In this course, we will do a little bit of reversing, debugging and compiling.
Reversing, short for reverse engineering, is the process of reading machine language instructions and making sense out of it. This process usually involve the usage of a disassembler, a tool that converts machine instructions to their corresponding assembly representation. Here, we will use the built-in command-line disassembler/debugger GDB (see below). Many disassemblers are much better than GDB, such as IDA, however, for what we need from it in the exercises, GDB will be sufficient.
In the context of this course, debugging means analysing the binary application while it is running thanks to a debugger. A debugger allows you to set breakpoints in the debugged running application. A breakpoint can be set on one or several instructions. Once the instruction with the breakpoint is reached and is about to be executed by the CPU, the application will pause the program. While being paused, the analyst can read and edit instructions, the memory and registers (see more about registers in chapter memory). In this course, we will use (again) GDB.
Compiling is the process of transforming computer code written in one programming language (the source language) into another programming language (the target language). Usually, once translated, the instructions are embeded in a ELF file (or PE file on Windows) to build a binary application thanks to the linker. However, for the sake of brievety, we will use the word compilling for the compilation and the linker. The compiler (and linker) used in this course is GCC.

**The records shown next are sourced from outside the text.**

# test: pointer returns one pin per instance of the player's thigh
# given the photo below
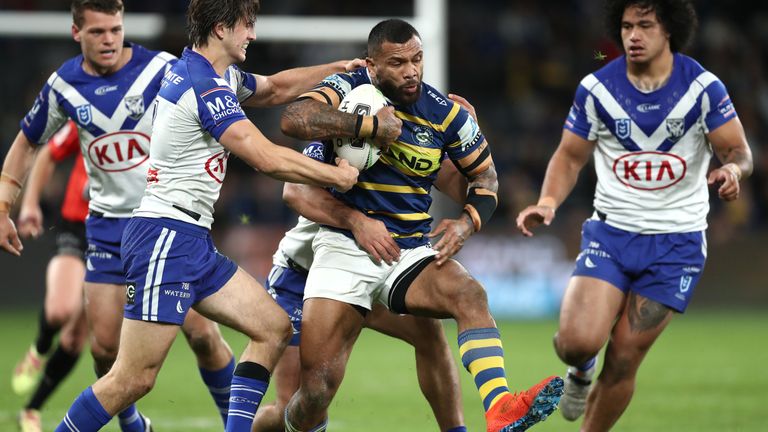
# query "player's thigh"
(640, 324)
(409, 328)
(64, 286)
(104, 310)
(243, 304)
(588, 311)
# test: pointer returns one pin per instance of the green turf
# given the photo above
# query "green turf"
(706, 373)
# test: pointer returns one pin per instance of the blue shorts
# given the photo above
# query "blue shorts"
(170, 265)
(102, 258)
(286, 286)
(662, 267)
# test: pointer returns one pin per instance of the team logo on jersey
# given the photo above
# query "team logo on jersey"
(84, 116)
(675, 128)
(216, 166)
(623, 128)
(135, 106)
(649, 170)
(119, 151)
(422, 134)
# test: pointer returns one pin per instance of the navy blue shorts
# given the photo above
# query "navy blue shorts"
(170, 265)
(286, 286)
(102, 258)
(662, 267)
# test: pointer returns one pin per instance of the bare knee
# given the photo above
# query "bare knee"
(574, 350)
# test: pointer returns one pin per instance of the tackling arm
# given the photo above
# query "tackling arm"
(562, 173)
(731, 148)
(15, 168)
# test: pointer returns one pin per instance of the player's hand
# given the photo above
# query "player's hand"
(9, 238)
(389, 127)
(454, 233)
(372, 235)
(464, 104)
(30, 220)
(355, 63)
(729, 183)
(347, 177)
(534, 216)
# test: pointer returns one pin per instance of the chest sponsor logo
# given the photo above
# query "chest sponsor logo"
(216, 166)
(119, 151)
(135, 106)
(84, 116)
(623, 128)
(649, 170)
(675, 129)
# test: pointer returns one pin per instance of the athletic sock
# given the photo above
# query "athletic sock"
(86, 414)
(45, 334)
(218, 383)
(482, 355)
(131, 420)
(249, 383)
(57, 368)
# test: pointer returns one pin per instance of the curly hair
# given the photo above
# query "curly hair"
(678, 17)
(203, 15)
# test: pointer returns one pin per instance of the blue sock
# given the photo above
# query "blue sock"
(130, 420)
(218, 384)
(249, 383)
(86, 414)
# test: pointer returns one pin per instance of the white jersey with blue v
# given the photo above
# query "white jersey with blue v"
(652, 150)
(112, 120)
(187, 163)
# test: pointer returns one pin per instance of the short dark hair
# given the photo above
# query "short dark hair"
(678, 17)
(203, 15)
(78, 8)
(391, 30)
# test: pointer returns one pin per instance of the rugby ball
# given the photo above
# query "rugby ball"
(361, 153)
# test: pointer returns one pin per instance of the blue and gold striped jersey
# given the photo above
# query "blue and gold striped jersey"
(396, 189)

For this course, we decided to use the standard Ubuntu 32-bit Desktop distribution. We could have found a much lighter Operating System (OS) which would have been sufficient for what we need, however, we thought this would be easier to install configure and maintain. Furthermore, Ubuntu is free and widely used, so there is a high chance you already encountered and used it, so you should feel already comfortable with it.
As mentioned in the introduction, this course cover 32-bit only. Although it is possible to compile, run and debug x386 applications on 64-bit operating systems, using a 32-bit OS will reduce the dependencies and environment complexity.

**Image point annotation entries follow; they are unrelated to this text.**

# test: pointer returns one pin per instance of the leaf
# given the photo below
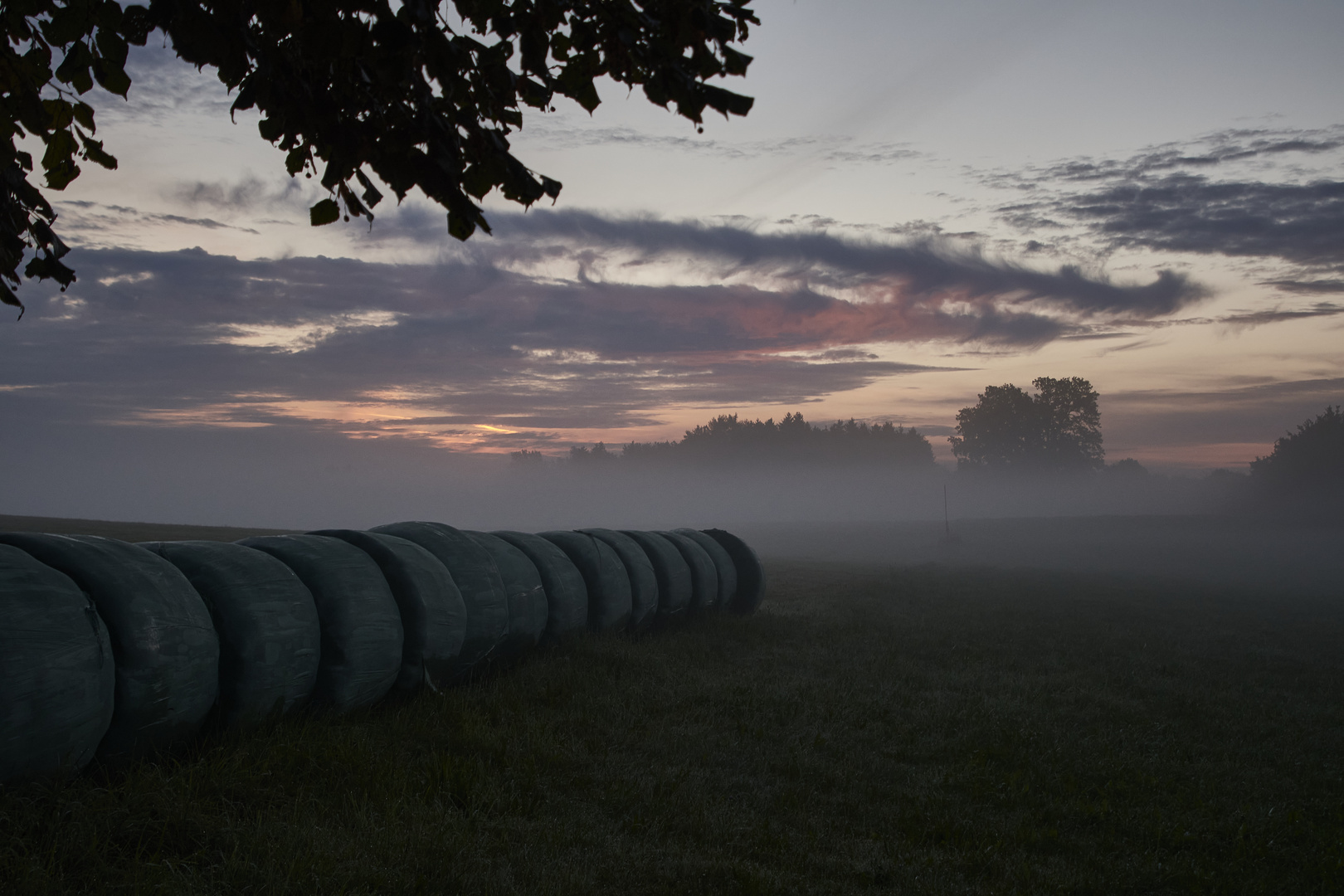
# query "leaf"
(113, 78)
(95, 153)
(371, 197)
(10, 299)
(296, 158)
(112, 46)
(136, 26)
(84, 114)
(74, 69)
(324, 212)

Ubuntu is not available in 32-bit since 18.04, so we need to install the 16.04 version instead.
Download Ubuntu 16.04.5 Desktop 32-bit (ISO)
You can either run Linux natively on your hardware or in a virtual environment. If you have Linux already installed on your computer, you can skip this part.
In order to keep this course free, we recommend using VirtualBox as your virtual environment. Once the ISO downloaded and VirtualBox installed, you can follow this tutorial. The given specs are sufficient, i.e.:
- 1024 Mb RAM
- 10 Gb Hard disk (VDI - Dynamically allocated)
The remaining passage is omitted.